Usually one of two reasons. Either your content is rendered in the browser with JavaScript, so the raw HTML a crawler sees is nearly empty, or you are not in the Bing index, which ChatGPT’s search leans on. Check the first with View Page Source on one of your pages; fix the second by submitting your site to Bing Webmaster Tools, which is free.

There is no fixed timeline, but the retrieval-based tools (ChatGPT search, Perplexity, Copilot, Google’s AI Overviews) can pick up a new or updated page within days to a few weeks once it has been crawled. It is ongoing rather than a one-time switch, because the answer changes as the sources around you change.

Does schema markup get me cited?

It helps machines read your facts accurately, but it is not a magic lever. Google itself says structured data is not required for its AI features and is not a ranking factor.

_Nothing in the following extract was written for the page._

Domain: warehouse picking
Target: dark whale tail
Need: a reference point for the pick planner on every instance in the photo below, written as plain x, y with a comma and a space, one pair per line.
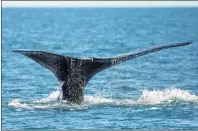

Treat it as useful groundwork that removes ambiguity, not as the thing that wins citations on its own.

Is this just SEO with a new name?

It overlaps heavily, and Google’s own guidance calls it “still SEO”. The differences worth knowing: you optimise for passages rather than whole pages, you write for the questions people ask out loud, and you check several AI engines rather than only Google.

How do I see what AI currently says about my business?

Ask it. Open ChatGPT, Gemini and Perplexity while logged out, ask “what do you know about [your business]?” and “who is the best [what you do] in [town]?”, and run each a few times, since answers vary between runs. Whatever comes back wrong, missing, or naming a competitor is your starting list.